Introduction : les marques en péril ?

Après un âge d’or dans les années 80-90 durant lequel les marques ont été plébiscitées, elles ont connu des temps plus difficiles ces dernières années faisant de la fonction marketing une activité parfois à hauts risques. Des marques pourtant connues et réputées ont par exemple été accusées de mentir sur ce qu’elles promettaient à leurs consommateurs : en 2015, Apple est visé par une plainte de consommateurs qui l’accusent de publicité mensongère concernant la capacité de stockage de ses produits. Alors que la marque affiche 16 gigaoctets de capacité sur certains appareils, un cinquième est utilisé pour faire tourner son système d’exploitation, réduisant d’autant la capacité de stockage pour les utilisateurs. Parallèlement, les consommateurs deviennent plus exigeants sur les processus de production et les paramètres qualité des produits qu’ils achètent.

Les considérations environnementales et sociales, pourtant trop longtemps négligées par de nombreux grands fabricants, ont quant à elle pris une place considérable dans l’appréciation des marques par les consommateurs. Ferrero en a fait les frais avec l’écho médiatique donné aux conséquences environnementales de l’exploitation de l’huile de palme. En 2018, sous la pression, Burberry annonce mettre fin à la destruction systématique de ses invendus.

Dans ces conditions, les entreprises ont de plus en plus de mal à maintenir un écart raisonnable entre les promesses qu’elles formulent à travers leurs produits et leur communication et une réalité qui est aujourd’hui facilement connue via les réseaux sociaux. Les agences qui les accompagnent dans la conception et le développement de leur marque sont elles aussi bousculées.
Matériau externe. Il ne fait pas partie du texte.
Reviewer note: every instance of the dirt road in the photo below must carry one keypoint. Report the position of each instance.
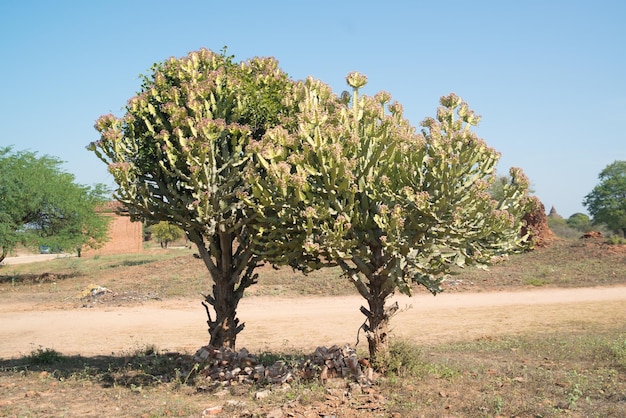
(304, 323)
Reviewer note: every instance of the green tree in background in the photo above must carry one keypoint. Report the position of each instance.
(606, 203)
(355, 185)
(164, 232)
(177, 156)
(41, 205)
(580, 222)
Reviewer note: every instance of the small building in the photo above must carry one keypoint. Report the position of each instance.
(124, 236)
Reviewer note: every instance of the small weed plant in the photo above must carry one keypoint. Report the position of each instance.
(42, 356)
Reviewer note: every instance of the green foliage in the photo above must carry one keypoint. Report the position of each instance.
(40, 204)
(178, 153)
(42, 356)
(357, 186)
(358, 183)
(579, 221)
(561, 228)
(405, 359)
(607, 201)
(164, 233)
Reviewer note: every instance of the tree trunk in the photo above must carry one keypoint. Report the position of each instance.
(224, 328)
(377, 326)
(232, 273)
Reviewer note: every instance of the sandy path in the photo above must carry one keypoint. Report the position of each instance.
(304, 323)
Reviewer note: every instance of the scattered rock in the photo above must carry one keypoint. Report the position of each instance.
(230, 367)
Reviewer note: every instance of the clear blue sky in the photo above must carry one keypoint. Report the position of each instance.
(548, 77)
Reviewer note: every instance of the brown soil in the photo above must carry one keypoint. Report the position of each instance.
(469, 310)
(303, 323)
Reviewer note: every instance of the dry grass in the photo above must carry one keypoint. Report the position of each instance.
(571, 372)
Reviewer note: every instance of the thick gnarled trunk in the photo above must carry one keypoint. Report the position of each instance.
(232, 273)
(378, 315)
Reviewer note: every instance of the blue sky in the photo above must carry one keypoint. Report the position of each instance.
(548, 77)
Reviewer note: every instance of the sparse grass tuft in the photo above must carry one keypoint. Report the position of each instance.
(44, 356)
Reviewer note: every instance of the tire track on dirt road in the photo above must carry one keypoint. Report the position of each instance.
(307, 322)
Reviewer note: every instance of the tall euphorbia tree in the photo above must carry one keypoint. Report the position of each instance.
(356, 185)
(178, 153)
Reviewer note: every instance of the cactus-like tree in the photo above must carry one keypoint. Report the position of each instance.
(355, 184)
(177, 156)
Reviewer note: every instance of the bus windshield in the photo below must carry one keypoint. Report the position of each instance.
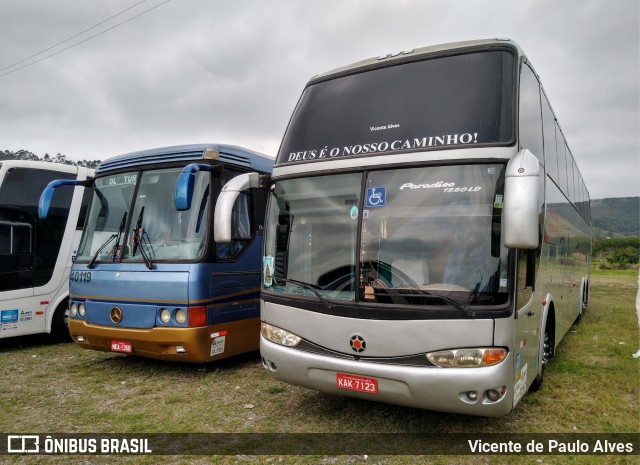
(157, 231)
(458, 100)
(419, 237)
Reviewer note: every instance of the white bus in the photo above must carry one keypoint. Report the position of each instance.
(428, 233)
(36, 255)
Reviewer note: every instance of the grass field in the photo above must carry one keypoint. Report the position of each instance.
(591, 386)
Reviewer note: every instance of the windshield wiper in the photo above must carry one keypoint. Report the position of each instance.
(421, 292)
(117, 251)
(308, 286)
(139, 235)
(92, 263)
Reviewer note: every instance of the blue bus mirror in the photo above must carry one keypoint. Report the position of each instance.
(184, 190)
(185, 184)
(47, 194)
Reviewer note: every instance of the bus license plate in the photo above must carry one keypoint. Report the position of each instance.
(357, 383)
(121, 346)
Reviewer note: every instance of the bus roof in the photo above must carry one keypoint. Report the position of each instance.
(416, 54)
(38, 165)
(231, 154)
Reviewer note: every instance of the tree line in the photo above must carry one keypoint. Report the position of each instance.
(59, 158)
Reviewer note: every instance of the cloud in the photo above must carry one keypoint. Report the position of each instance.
(215, 71)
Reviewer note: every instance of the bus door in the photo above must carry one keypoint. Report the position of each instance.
(528, 315)
(17, 272)
(235, 281)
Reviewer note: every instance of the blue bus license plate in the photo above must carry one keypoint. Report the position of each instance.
(121, 346)
(357, 383)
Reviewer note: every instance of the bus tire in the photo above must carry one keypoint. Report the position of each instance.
(60, 322)
(546, 352)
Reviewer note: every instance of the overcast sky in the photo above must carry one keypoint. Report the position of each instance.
(231, 71)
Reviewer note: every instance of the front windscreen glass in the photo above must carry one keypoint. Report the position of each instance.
(429, 237)
(148, 227)
(460, 100)
(434, 232)
(312, 230)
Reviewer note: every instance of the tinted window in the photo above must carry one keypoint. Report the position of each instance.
(455, 100)
(530, 121)
(562, 161)
(22, 188)
(549, 129)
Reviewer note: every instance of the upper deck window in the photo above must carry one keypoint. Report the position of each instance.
(458, 100)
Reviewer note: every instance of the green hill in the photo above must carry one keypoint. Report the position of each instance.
(616, 217)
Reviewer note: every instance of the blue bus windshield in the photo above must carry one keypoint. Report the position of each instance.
(157, 231)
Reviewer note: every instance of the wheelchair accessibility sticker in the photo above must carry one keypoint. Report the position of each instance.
(376, 197)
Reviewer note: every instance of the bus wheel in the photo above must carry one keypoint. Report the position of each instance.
(60, 323)
(546, 352)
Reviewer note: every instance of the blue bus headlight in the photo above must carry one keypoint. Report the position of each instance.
(165, 315)
(180, 316)
(467, 358)
(279, 336)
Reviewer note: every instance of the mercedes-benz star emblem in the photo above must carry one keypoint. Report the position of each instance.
(116, 315)
(357, 343)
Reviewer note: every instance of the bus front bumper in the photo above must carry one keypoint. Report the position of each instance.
(430, 388)
(175, 344)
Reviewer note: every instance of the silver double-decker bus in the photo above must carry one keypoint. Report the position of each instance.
(428, 233)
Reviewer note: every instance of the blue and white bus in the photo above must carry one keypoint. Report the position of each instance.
(428, 233)
(148, 279)
(36, 254)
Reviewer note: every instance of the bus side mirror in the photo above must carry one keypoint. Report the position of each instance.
(520, 216)
(224, 205)
(185, 183)
(47, 194)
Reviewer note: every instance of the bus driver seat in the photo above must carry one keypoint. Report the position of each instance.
(416, 270)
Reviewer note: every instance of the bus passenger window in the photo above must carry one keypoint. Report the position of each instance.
(241, 229)
(526, 277)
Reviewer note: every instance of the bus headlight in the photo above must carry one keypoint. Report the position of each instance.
(165, 316)
(467, 358)
(180, 316)
(279, 336)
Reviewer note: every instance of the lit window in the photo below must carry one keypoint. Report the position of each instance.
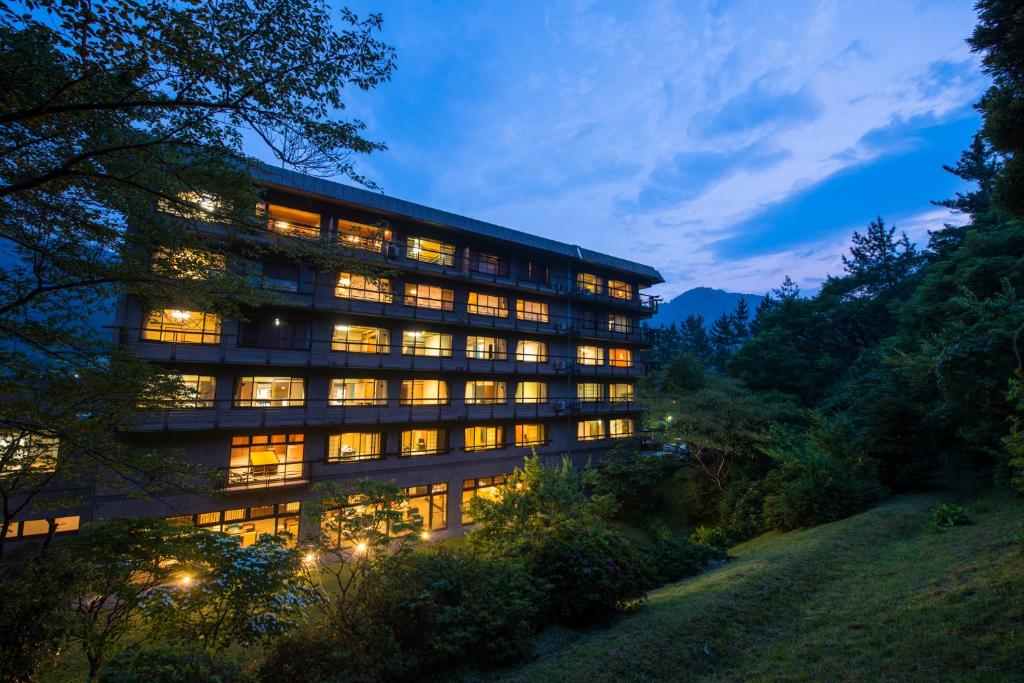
(357, 391)
(487, 304)
(430, 251)
(424, 392)
(590, 392)
(359, 339)
(527, 350)
(182, 327)
(590, 430)
(293, 222)
(351, 446)
(269, 392)
(590, 355)
(434, 344)
(424, 441)
(485, 348)
(621, 428)
(364, 288)
(620, 357)
(531, 310)
(531, 392)
(531, 434)
(484, 438)
(484, 391)
(429, 296)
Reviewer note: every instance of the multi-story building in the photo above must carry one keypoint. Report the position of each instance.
(476, 346)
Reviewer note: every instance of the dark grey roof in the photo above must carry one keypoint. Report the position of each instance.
(343, 193)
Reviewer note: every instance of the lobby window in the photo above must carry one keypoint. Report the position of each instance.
(531, 310)
(485, 487)
(587, 283)
(265, 459)
(531, 392)
(530, 434)
(293, 222)
(181, 327)
(621, 392)
(621, 428)
(424, 441)
(620, 357)
(274, 333)
(359, 339)
(485, 348)
(484, 438)
(484, 391)
(429, 296)
(352, 446)
(590, 392)
(590, 430)
(364, 288)
(487, 304)
(433, 344)
(590, 355)
(620, 290)
(527, 350)
(269, 392)
(424, 392)
(430, 251)
(357, 391)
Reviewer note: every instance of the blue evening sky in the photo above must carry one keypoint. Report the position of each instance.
(727, 143)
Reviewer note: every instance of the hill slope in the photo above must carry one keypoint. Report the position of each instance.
(872, 597)
(701, 301)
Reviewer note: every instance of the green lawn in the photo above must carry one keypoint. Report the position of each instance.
(873, 597)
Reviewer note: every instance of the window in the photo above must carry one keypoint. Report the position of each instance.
(424, 441)
(590, 355)
(620, 357)
(357, 391)
(487, 304)
(484, 391)
(248, 524)
(181, 327)
(430, 251)
(620, 290)
(590, 392)
(485, 487)
(358, 339)
(588, 284)
(351, 446)
(265, 460)
(424, 392)
(434, 344)
(484, 438)
(364, 288)
(269, 392)
(531, 392)
(531, 310)
(486, 348)
(622, 392)
(531, 434)
(527, 350)
(293, 222)
(274, 333)
(590, 430)
(363, 237)
(429, 296)
(426, 507)
(621, 428)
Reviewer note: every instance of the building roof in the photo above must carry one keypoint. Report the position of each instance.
(381, 202)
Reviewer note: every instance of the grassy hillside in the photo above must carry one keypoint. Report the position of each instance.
(873, 597)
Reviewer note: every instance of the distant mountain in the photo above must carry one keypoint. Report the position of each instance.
(701, 301)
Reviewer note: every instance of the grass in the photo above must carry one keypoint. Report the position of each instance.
(878, 596)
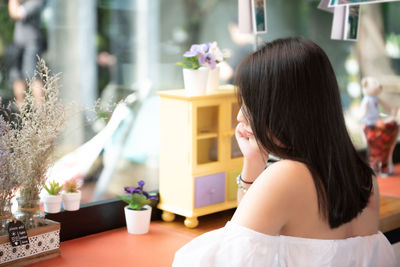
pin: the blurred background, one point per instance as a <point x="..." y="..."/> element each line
<point x="109" y="50"/>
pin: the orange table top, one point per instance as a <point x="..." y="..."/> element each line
<point x="118" y="248"/>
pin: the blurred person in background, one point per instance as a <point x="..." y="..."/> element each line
<point x="28" y="44"/>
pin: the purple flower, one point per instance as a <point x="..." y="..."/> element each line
<point x="208" y="59"/>
<point x="129" y="189"/>
<point x="141" y="183"/>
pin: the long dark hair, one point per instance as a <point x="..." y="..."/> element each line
<point x="289" y="93"/>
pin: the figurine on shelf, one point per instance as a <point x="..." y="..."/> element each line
<point x="380" y="132"/>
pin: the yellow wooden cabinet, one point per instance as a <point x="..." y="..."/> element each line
<point x="199" y="155"/>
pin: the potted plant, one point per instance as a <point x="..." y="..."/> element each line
<point x="52" y="200"/>
<point x="200" y="69"/>
<point x="138" y="210"/>
<point x="71" y="195"/>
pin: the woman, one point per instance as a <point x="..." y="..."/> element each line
<point x="319" y="205"/>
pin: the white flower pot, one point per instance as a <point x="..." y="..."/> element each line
<point x="52" y="203"/>
<point x="71" y="201"/>
<point x="195" y="81"/>
<point x="138" y="221"/>
<point x="213" y="79"/>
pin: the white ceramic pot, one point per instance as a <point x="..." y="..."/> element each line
<point x="195" y="81"/>
<point x="71" y="201"/>
<point x="138" y="221"/>
<point x="213" y="79"/>
<point x="52" y="203"/>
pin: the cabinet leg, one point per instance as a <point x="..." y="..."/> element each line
<point x="168" y="216"/>
<point x="191" y="222"/>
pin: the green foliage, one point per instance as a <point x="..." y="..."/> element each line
<point x="54" y="188"/>
<point x="190" y="63"/>
<point x="71" y="186"/>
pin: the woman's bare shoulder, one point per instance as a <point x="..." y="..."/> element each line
<point x="277" y="193"/>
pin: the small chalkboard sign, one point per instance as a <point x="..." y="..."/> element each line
<point x="17" y="233"/>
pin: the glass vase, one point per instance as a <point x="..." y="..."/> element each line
<point x="5" y="216"/>
<point x="29" y="213"/>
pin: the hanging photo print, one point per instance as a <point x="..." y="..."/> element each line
<point x="324" y="5"/>
<point x="245" y="21"/>
<point x="259" y="9"/>
<point x="334" y="3"/>
<point x="345" y="23"/>
<point x="352" y="22"/>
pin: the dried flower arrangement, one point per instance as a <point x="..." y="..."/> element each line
<point x="31" y="137"/>
<point x="38" y="125"/>
<point x="9" y="181"/>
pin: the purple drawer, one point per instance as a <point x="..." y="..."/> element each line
<point x="209" y="189"/>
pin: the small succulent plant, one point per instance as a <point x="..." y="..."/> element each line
<point x="53" y="188"/>
<point x="71" y="186"/>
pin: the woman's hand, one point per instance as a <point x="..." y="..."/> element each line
<point x="247" y="142"/>
<point x="255" y="159"/>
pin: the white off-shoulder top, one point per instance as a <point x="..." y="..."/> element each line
<point x="236" y="245"/>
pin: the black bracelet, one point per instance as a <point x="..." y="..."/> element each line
<point x="243" y="181"/>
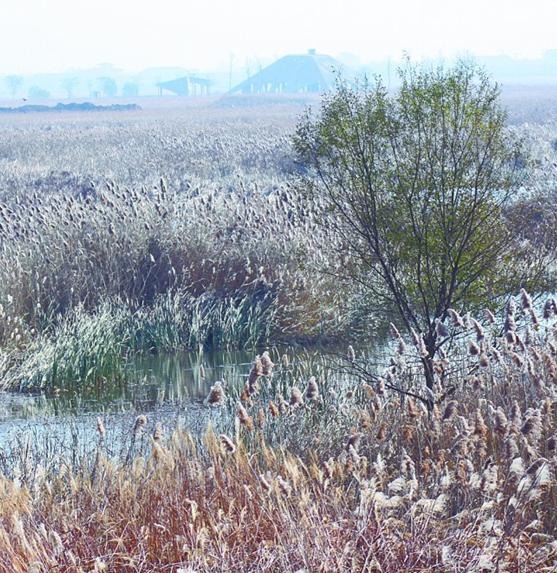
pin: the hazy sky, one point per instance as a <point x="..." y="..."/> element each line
<point x="55" y="35"/>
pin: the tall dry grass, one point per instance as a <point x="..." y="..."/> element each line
<point x="375" y="481"/>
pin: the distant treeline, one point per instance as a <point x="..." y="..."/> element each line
<point x="70" y="107"/>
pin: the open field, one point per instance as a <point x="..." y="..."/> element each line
<point x="184" y="227"/>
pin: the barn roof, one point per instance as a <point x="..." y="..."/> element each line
<point x="182" y="86"/>
<point x="293" y="73"/>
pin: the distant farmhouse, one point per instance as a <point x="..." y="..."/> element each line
<point x="311" y="72"/>
<point x="186" y="86"/>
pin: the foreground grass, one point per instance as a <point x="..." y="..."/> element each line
<point x="326" y="474"/>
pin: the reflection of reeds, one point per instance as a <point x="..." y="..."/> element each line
<point x="476" y="473"/>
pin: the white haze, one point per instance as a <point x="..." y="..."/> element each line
<point x="57" y="35"/>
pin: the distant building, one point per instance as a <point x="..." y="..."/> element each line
<point x="186" y="86"/>
<point x="311" y="72"/>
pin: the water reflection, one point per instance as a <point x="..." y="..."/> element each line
<point x="150" y="382"/>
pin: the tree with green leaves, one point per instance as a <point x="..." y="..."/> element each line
<point x="416" y="184"/>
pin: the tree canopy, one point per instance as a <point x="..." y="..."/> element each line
<point x="417" y="182"/>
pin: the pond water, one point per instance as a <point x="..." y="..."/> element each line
<point x="169" y="389"/>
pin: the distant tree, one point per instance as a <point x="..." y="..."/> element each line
<point x="108" y="86"/>
<point x="36" y="92"/>
<point x="130" y="89"/>
<point x="69" y="84"/>
<point x="14" y="83"/>
<point x="417" y="184"/>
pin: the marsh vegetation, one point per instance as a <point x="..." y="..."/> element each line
<point x="359" y="322"/>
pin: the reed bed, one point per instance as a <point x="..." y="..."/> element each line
<point x="86" y="280"/>
<point x="331" y="472"/>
Nous présentons une initiative créative et innovante menée par une agence conseil en design de marque pour faire face aux évolutions récentes évoquées plus haut et aux remises en cause qu’elles génèrent. Il s’agit de penser la marque ex nihilo, de s’assurer de la faisabilité du concept et de vendre clé en main la marque à une entreprise qui pourra alors lui associer un produit (ou un service) et l’exploiter. L’initiative vise ainsi à renverser le processus de création de marque en partant du concept plutôt que du produit.


L’histoire du marketing montre que les marques anciennes et historiques se sont construites sur des produits à succès.

Coca-Cola a construit sa notoriété et sa marque avant tout par rapport à sa recette à base de feuille de coca et de noix de kola. Les maisons de luxe françaises traditionnelles ont elles aussi développé des marques autour d’un savoir-faire d’artisanat, qui s’est exprimé autour de produits iconiques tels que la malle Louis Vuitton qui se déclinera ensuite en autant de produits liés à la maroquinerie.

Dans cette perspective dominante, le produit est clé et préexiste à la marque elle-même. Comme le soulignent Lewi et al. (2007), « (…) il ne peut y avoir de marque sans produit (ou service). Ceux-ci préexistent à la marque, sont au fondement de la marque. (…) une marque ne peut naître sans un produit ou un service novateur ».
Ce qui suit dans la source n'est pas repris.